Confronting populism: how can churches respond?

A screenshot of the webinar on the churches’ response to populism. Photo: LWF
A screenshot of the webinar on the churches’ response to populism. Photo: LWF

Webinar explores responsibilities and resources for Christians to resist exclusionary rhetoric

(LWI) - What do we mean by populism? Is it ever a good thing? Can democracy be manipulated? Is the church too political? How should Christians respond to the increasingly divisive and aggressive rhetoric of populist politicians? These challenging questions were at the heart of a wide-ranging online discussion on 25 June, jointly organized by the Lutheran World Federation (LWF), the Church of Norway and the Oslo-based think tank Skaperkraft.

The webinar, moderated by LWF’s Program Executive for Public Theology and Interreligious Relations, Rev. Dr Sivin Kit, was designed to help church leaders at all levels seeking to navigate a shifting political landscape that is impacted by the consequences of the COVID-19 pandemic. Speakers explored the responsibility of individuals and communities of believers, as well as the resources that churches can draw on to model gospel values of inclusion, compassion, justice and reconciliation.

Community organizer and professor of theological ethics at Duke University in North Carolina, Luke Bretherton began by defining two types of populism: a positive, democratic version which encourages equal representation and participation in the common good, as opposed to a negative form which seeks to advance personal interest while avoiding the checks and balances of democratic institutions.

Humility, courage, hope

Archbishop Antje Jackelén, head of the Church of Sweden and LWF vice-president for the Nordic region, shared her conviction that populism forms part of a broader explosive package, which she calls ‘the five Ps’, including polarization, protectionism, post-truth, and patriarchy. All these attitudes and behaviors reveal “a surplus of fear and a deficit of hope,” she said.

The Swedish archbishop, who regularly shares the church’s perspectives on radio, television and social media, said Christians can combat such negative rhetoric through “a theology of resilience, a theology of co-existence and a theology of hope.” Churches must be both humble yet courageous in reclaiming a voice in the public debate, she insisted, adding that the LWF has published a practical resource entitled: 'The Church in the Public Space’.
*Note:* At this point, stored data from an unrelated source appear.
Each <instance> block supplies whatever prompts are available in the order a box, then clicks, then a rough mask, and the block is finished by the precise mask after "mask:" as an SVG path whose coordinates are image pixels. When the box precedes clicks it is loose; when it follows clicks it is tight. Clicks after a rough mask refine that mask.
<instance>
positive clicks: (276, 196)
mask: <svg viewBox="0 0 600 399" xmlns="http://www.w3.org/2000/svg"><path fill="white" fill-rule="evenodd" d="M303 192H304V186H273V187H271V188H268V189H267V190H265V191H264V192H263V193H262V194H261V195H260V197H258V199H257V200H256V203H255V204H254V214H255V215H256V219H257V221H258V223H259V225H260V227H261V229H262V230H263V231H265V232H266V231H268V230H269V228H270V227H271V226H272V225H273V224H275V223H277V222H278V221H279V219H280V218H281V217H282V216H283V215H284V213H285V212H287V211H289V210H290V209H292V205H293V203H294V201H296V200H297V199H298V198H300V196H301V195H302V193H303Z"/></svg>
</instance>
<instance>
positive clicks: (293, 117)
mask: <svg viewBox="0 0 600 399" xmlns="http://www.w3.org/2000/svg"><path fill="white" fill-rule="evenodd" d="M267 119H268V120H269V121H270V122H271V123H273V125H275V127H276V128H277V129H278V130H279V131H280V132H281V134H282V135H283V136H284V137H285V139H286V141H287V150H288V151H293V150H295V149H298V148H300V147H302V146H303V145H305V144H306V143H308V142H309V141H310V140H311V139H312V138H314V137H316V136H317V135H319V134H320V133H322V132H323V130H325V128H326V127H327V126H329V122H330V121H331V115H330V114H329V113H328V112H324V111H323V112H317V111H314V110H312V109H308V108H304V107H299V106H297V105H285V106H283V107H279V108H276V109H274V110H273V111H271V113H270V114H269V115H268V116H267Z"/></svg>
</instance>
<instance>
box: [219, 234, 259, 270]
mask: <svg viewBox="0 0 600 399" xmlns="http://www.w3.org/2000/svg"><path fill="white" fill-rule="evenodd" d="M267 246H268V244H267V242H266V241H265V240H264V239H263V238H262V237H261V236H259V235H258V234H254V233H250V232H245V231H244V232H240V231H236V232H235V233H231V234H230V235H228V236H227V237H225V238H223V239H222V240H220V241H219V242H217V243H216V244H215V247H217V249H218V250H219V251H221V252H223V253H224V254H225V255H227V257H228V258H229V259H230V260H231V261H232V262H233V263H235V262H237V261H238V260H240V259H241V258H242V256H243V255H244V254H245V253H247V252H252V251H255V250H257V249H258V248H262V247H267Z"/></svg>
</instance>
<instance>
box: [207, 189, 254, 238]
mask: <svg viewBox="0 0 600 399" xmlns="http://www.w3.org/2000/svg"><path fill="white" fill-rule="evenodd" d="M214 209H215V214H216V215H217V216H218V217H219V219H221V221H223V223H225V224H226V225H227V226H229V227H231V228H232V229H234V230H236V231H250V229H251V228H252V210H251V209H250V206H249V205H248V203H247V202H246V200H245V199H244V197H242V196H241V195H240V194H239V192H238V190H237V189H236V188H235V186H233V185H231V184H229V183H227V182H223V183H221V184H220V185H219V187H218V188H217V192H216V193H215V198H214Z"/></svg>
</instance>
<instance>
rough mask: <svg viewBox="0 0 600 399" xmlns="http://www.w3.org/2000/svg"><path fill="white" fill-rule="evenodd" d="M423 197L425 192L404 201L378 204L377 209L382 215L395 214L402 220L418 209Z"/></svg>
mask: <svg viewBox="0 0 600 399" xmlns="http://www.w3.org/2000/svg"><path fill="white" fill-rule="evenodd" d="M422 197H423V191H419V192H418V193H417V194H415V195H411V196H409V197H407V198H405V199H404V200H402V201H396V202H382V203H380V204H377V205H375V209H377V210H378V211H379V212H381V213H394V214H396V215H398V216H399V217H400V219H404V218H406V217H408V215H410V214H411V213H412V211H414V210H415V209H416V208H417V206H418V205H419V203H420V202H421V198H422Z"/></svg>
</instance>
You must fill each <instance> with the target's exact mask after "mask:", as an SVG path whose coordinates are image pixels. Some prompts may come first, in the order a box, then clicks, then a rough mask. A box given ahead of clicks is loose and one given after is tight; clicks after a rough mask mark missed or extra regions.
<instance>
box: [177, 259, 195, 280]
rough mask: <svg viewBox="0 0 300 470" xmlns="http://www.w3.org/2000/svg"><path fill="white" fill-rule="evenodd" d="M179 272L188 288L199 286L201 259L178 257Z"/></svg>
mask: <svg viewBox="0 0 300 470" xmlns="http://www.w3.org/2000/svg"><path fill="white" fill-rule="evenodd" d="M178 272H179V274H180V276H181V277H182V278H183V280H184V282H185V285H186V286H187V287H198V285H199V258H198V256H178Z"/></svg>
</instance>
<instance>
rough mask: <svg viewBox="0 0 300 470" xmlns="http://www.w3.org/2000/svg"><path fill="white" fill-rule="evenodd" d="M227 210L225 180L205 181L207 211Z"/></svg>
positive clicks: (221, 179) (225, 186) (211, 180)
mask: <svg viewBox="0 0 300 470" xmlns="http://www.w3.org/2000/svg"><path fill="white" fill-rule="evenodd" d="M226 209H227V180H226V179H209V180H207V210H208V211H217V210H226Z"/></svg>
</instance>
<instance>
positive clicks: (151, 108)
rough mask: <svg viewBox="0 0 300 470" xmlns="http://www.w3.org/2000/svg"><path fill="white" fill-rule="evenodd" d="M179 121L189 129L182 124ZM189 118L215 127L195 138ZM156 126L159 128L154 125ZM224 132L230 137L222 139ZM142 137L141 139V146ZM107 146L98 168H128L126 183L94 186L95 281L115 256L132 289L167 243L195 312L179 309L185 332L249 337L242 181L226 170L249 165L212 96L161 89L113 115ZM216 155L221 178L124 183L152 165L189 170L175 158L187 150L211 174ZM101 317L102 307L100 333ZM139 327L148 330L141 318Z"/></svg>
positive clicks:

German theologian Simone Sinn, the World Council of Churches (WCC) Program Executive for Faith and Order and professor at the Bossey Ecumenical Institute, looked at the responses of Germany’s Protestant and Catholic churches to the increasingly hostile political discourse that divides politicians, communities, churches and families. Stressing that Christians must engage with these issues in new ways, Sinn said the churches’ contribution to the public debate is not just abstract ideology, but is drawn directly from their hands-on experience of working with refugees and other marginalized people.

Speakers noted that democratic values can never be taken for granted but must be cultivated and nourished by each new generation. The recent rise in exclusionary populist rhetoric is a consequence of our failure to tend and care for the common good, they said. If churches take seriously their belief in God’s free gift of salvation, they can confidently contribute to this task by sharing a vision of hope that is rooted in the values of inclusion, compassion, justice and love.